The soul tarried. The mirror fogged.


“Are you pleased with yourself?” An echo. The body spoke to its ghost.


“I…” She fumbled with her words, feeling as if flung from one hurricane to another, bombarded with questions; questions she would have preferred to leave unanswered.


“You have let me down yet again, Alise. I had anticipated something similar, but always thought that you lacked the guts.” The body whispered, rippling through the spilled beverage.


“Who are you?” The soul inquired.


“I am the truth! The one and only! I am your ego, for you listened to me and chose this path, abandoning your closest, cursing them to fend for themselves! I am your fright, for you felt afraid of life, enough to throw it away, enough to embark on the journey of death! I am the memory of those who you left behind, for they will seek your last breath! I am you despair incarnate!” Voices vibrated stemming from the body, yet the lips remained cold and motionless.


The girl closed her eyes, to discover her transparent eyelids.


The girl shoved her palms to her face, to discover her transparent hands.


Stuck between life and death, inside the lifeless mirror, constrained to watch her body squeeze all drops of life.


“It was not fair! Not fair! Unjust life!” She cried, tearless.


The truth laughed.


“So, you threw away the one sacred thing you had! Is this how you battle, how you rave against the unjust sister Fate?”


“SHUT UP! SHUT UP I TELL YOU!” the girl wept, muffled.

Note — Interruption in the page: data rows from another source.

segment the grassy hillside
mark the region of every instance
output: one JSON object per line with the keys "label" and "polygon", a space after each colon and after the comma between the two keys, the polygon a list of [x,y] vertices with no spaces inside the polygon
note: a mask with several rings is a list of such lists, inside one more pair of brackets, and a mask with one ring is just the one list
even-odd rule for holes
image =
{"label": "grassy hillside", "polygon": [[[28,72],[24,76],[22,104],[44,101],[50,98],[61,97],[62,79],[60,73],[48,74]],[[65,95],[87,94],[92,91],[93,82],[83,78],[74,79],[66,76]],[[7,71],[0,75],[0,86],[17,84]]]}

“I am the truth! Everyone gets to meet me once! Only once! Next time, The Truth will take the one truth away from you…”


“Next…?”


“Alise! Alise!” a distorted voice throbbed the walls and shook the tiles apart.


A thud, someone kicking the door with might. Followed by another thud. And another.


“Remember me girl, for I will reminisce of this moment, of this instance.”


The girl’s body flew forward, propelled towards the sink, the tainted blood had emigrated outside, the door swung fast, and a silhouette dashed in for Alice, holding her wrists and screaming.


Voice filled with pain and sorrow. Futility.


A briny drizzle ensued. Squishing her wrists and dragging the girl outside, screaming, screaming for help. Drop by drop, the girl’s life faded, yet it dimmed languidly, for the being of smoke was fast and strong, carrying her away. The girl’s soul yanked back to her body, leaving the unscrupulous mirror.


She had failed yet again. Failed at the single task she had to overtake. Failed now, failed then and shall fail forever. Another soul stuck inside this purgatory we named life. She was to live. She was to breath. She was not to succeed, for a victory over Sister Fate was impossible by oneself. A delicate thread woven, strung, and played by the convent.


But the lonely wept for naught but themselves, and the loneliest of them scattered around the living, breathing dead, lost lambs stuck in somber states.


Al-Qadr known to some, The Moirai to others, unyielding strings delicately intertwined, puppets to the show called life. Breathing marionettes, some cursed to live others to die. The savior escorted Alise, but bled in return, for the knife’s tip remained unnipped, overran with rust. A grave neglect, for the ship and its captain survived the torrent, but the price was paid in crimson. A life for a life.